Malgré ma profonde déception je vais m’efforcer de répondre point par point aux attaques qui m’ont été lancées, avec pour fil rouge l’exact inverse des procédés employés par ma détractrice : l’objectivité et la raison.

[Il est intéressant de noter à quel point l’auteur de ce commentaire reproduit les clichés patriarcaux dans son analyse…]
C’est faux.
[Oui il existe aujourd’hui une catégorie d’hommes nostalgiques de cette époque]
- >Je me contente de distinguer une catégorie sociale, je ne défends pas cette catégorie, je ne prends pas de partie, je l’extrait simplement. J’essaie dans le meilleur des cas d’introduire un débat sur son existence, réelle ou fictive, sur son ampleur, sur ses idées…
[…mise à égalité des "rôles familiaux traditionnels" masculins et féminins comme étant également source d’épanouissement et de contraintes].
[J’insiste pour mettre sur un même pied d’égalité les anciens rôles de l’homme et de la femme, dans le sens ou ils étaient chacun restreignant et épanouissants.]
- >L’égalité concerne ici l’existence des facteurs épanouissants et restreignant, je ne compare pas les facteurs eux-mêmes, de toute manière parler d’égalités de ses facteurs n’aurait pas de sens, leur comparaison directe étant impossible.

[Présentation de la prétendue "libération sexuelle" des femmes comme avènement d’une société égalitaire - tout du moins sur le plan sexuel]
C’est faux.
[Cette évolution s’est produite, exhaussant en partie dans son sillage l’idéal égalitaire homme/femme]
[Les femmes…ont gagné leur indépendance]
- >Je mesure mon constat, je parle d’indépendance dans son acceptation globale.

[…interrogation factice sur le devenir des hommes qui n’ont plus face à eux des jeunes femmes prêtes à être mères mais des femmes décidant du cours de leur vie]
C’est faux, je me suis appliqué justement à unir l’homme et la femme dans une problématique de vivre ensemble, je souhaite simplement soulever le problème des motifs qui poussent à créer quelque chose ensemble, de ce qui nous rapproche aujourd’hui dans un projet de vie commune.
[…au final, culpabilisation des femmes qui accèdent à la "focalisation sur leurs intérêts propres"]
C’est faux
[Si donc aujourd’hui les hommes et les femmes partagent cette focalisation sur leurs intérêts propres]
- >sans commentaire.

[Il est d’ailleurs remarquable de relever que la libre maîtrise par un individu du cours de sa vie, maîtrise ancienne pour les hommes, est taxé de démarche individualiste (au sens non humaniste du terme) dès lors que des femmes commencent à y avoir accès.]
Je suis un peu fatigué mais je continu (c’est un vrai supplice quand je sais qu’il y a 99% de chance que ça tombe dans l’oreille d’un sourd).
C’est faux.
[Accordé avec l’ascension de l’esprit individualiste, l’homme comme la femme choisi à présent la trajectoire qu’il souhaite suivre, les engagements et les responsabilités renvoyés en seconde position derrière l’impératif sacré d’épanouissement personnel]
- >Encore une fois je place l’homme et la femme sur un pied d’égalité, au cœur du débat sur l’individualisme émergent, qui fait d’avantage appel au système économique capitaliste qui prévaut dans notre pays qu’à un individualisme exclusivement sentimental.
L’homme ET la femme ont évolués dans leur aspirations, je n’accuse personne, j’essai simplement de créer un débat actuel, en dégageant au préalable les tendances sociologiques qui peuvent l’éclairer.
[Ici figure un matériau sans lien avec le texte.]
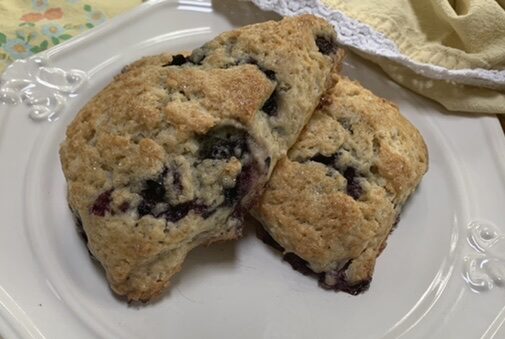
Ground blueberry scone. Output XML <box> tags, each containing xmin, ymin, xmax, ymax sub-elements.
<box><xmin>253</xmin><ymin>77</ymin><xmax>428</xmax><ymax>294</ymax></box>
<box><xmin>60</xmin><ymin>16</ymin><xmax>341</xmax><ymax>301</ymax></box>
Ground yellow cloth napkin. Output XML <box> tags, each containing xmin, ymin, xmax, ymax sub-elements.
<box><xmin>322</xmin><ymin>0</ymin><xmax>505</xmax><ymax>113</ymax></box>
<box><xmin>0</xmin><ymin>0</ymin><xmax>142</xmax><ymax>73</ymax></box>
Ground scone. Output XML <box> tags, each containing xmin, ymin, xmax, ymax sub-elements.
<box><xmin>253</xmin><ymin>77</ymin><xmax>428</xmax><ymax>294</ymax></box>
<box><xmin>60</xmin><ymin>16</ymin><xmax>342</xmax><ymax>301</ymax></box>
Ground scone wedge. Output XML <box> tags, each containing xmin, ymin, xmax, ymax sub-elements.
<box><xmin>253</xmin><ymin>77</ymin><xmax>428</xmax><ymax>294</ymax></box>
<box><xmin>60</xmin><ymin>16</ymin><xmax>342</xmax><ymax>301</ymax></box>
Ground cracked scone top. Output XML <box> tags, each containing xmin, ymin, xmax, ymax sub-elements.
<box><xmin>60</xmin><ymin>16</ymin><xmax>341</xmax><ymax>301</ymax></box>
<box><xmin>254</xmin><ymin>77</ymin><xmax>428</xmax><ymax>294</ymax></box>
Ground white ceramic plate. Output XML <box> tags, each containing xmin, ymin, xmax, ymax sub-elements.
<box><xmin>0</xmin><ymin>0</ymin><xmax>505</xmax><ymax>339</ymax></box>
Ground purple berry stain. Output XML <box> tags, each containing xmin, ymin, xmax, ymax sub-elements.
<box><xmin>91</xmin><ymin>190</ymin><xmax>112</xmax><ymax>217</ymax></box>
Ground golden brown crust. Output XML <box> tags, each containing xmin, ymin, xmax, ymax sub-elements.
<box><xmin>255</xmin><ymin>77</ymin><xmax>428</xmax><ymax>287</ymax></box>
<box><xmin>60</xmin><ymin>16</ymin><xmax>341</xmax><ymax>300</ymax></box>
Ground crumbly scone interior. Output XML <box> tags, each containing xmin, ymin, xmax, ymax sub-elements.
<box><xmin>255</xmin><ymin>77</ymin><xmax>428</xmax><ymax>293</ymax></box>
<box><xmin>60</xmin><ymin>16</ymin><xmax>341</xmax><ymax>300</ymax></box>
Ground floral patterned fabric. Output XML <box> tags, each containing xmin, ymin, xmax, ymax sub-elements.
<box><xmin>0</xmin><ymin>0</ymin><xmax>142</xmax><ymax>73</ymax></box>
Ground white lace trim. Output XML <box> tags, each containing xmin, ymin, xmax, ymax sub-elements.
<box><xmin>250</xmin><ymin>0</ymin><xmax>505</xmax><ymax>88</ymax></box>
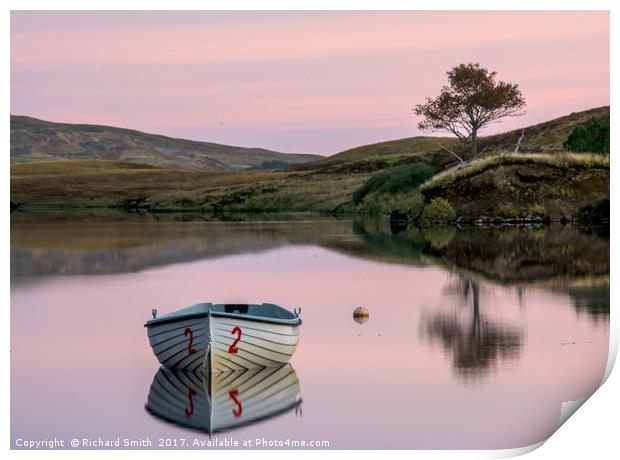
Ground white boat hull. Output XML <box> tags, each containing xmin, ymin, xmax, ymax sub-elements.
<box><xmin>146</xmin><ymin>364</ymin><xmax>301</xmax><ymax>434</ymax></box>
<box><xmin>147</xmin><ymin>306</ymin><xmax>299</xmax><ymax>373</ymax></box>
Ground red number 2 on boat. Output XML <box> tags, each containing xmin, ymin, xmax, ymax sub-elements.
<box><xmin>228</xmin><ymin>326</ymin><xmax>241</xmax><ymax>353</ymax></box>
<box><xmin>185</xmin><ymin>327</ymin><xmax>196</xmax><ymax>355</ymax></box>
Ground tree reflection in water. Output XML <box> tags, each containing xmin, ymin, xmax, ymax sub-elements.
<box><xmin>421</xmin><ymin>276</ymin><xmax>523</xmax><ymax>379</ymax></box>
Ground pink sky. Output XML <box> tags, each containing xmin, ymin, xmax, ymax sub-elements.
<box><xmin>11</xmin><ymin>11</ymin><xmax>609</xmax><ymax>155</ymax></box>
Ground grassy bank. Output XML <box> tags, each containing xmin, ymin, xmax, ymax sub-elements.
<box><xmin>11</xmin><ymin>160</ymin><xmax>369</xmax><ymax>212</ymax></box>
<box><xmin>420</xmin><ymin>152</ymin><xmax>609</xmax><ymax>193</ymax></box>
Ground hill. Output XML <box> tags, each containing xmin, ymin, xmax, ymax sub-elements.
<box><xmin>11</xmin><ymin>115</ymin><xmax>321</xmax><ymax>171</ymax></box>
<box><xmin>11</xmin><ymin>107</ymin><xmax>609</xmax><ymax>219</ymax></box>
<box><xmin>420</xmin><ymin>153</ymin><xmax>609</xmax><ymax>223</ymax></box>
<box><xmin>293</xmin><ymin>106</ymin><xmax>609</xmax><ymax>171</ymax></box>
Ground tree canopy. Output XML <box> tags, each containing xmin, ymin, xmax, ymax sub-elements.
<box><xmin>413</xmin><ymin>64</ymin><xmax>525</xmax><ymax>158</ymax></box>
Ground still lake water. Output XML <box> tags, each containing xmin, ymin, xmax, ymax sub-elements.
<box><xmin>11</xmin><ymin>216</ymin><xmax>609</xmax><ymax>449</ymax></box>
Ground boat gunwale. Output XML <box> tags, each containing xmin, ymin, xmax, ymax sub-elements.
<box><xmin>144</xmin><ymin>307</ymin><xmax>302</xmax><ymax>327</ymax></box>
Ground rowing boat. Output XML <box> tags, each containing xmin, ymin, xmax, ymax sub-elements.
<box><xmin>145</xmin><ymin>364</ymin><xmax>301</xmax><ymax>434</ymax></box>
<box><xmin>145</xmin><ymin>303</ymin><xmax>301</xmax><ymax>373</ymax></box>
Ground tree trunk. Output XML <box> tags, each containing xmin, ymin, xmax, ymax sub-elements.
<box><xmin>469</xmin><ymin>129</ymin><xmax>478</xmax><ymax>160</ymax></box>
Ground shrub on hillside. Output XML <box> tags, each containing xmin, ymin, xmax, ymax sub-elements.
<box><xmin>421</xmin><ymin>197</ymin><xmax>456</xmax><ymax>222</ymax></box>
<box><xmin>353</xmin><ymin>161</ymin><xmax>436</xmax><ymax>205</ymax></box>
<box><xmin>562</xmin><ymin>116</ymin><xmax>609</xmax><ymax>153</ymax></box>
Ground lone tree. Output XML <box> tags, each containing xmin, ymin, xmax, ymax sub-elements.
<box><xmin>413</xmin><ymin>64</ymin><xmax>525</xmax><ymax>158</ymax></box>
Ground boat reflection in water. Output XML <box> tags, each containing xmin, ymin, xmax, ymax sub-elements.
<box><xmin>145</xmin><ymin>364</ymin><xmax>302</xmax><ymax>434</ymax></box>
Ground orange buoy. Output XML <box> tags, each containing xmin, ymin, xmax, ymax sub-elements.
<box><xmin>353</xmin><ymin>307</ymin><xmax>370</xmax><ymax>324</ymax></box>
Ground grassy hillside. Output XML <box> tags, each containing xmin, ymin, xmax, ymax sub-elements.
<box><xmin>11</xmin><ymin>107</ymin><xmax>609</xmax><ymax>218</ymax></box>
<box><xmin>420</xmin><ymin>153</ymin><xmax>609</xmax><ymax>221</ymax></box>
<box><xmin>11</xmin><ymin>160</ymin><xmax>369</xmax><ymax>212</ymax></box>
<box><xmin>11</xmin><ymin>115</ymin><xmax>321</xmax><ymax>171</ymax></box>
<box><xmin>295</xmin><ymin>106</ymin><xmax>609</xmax><ymax>170</ymax></box>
Pour ce qui est du dernier paragraphe je plaide coupable, en effet je ne pensais pas la prééminence masculine était telle, compte tenu de l’environnement dans lequel j’évolue, celui des études supérieures. Je constate en effet que nombre de jeunes filles de ma génération se distinguent voir surclassent leur homologues masculins. Mon expérience actuelle ne me permet donc pas de vous suivre sur ce point.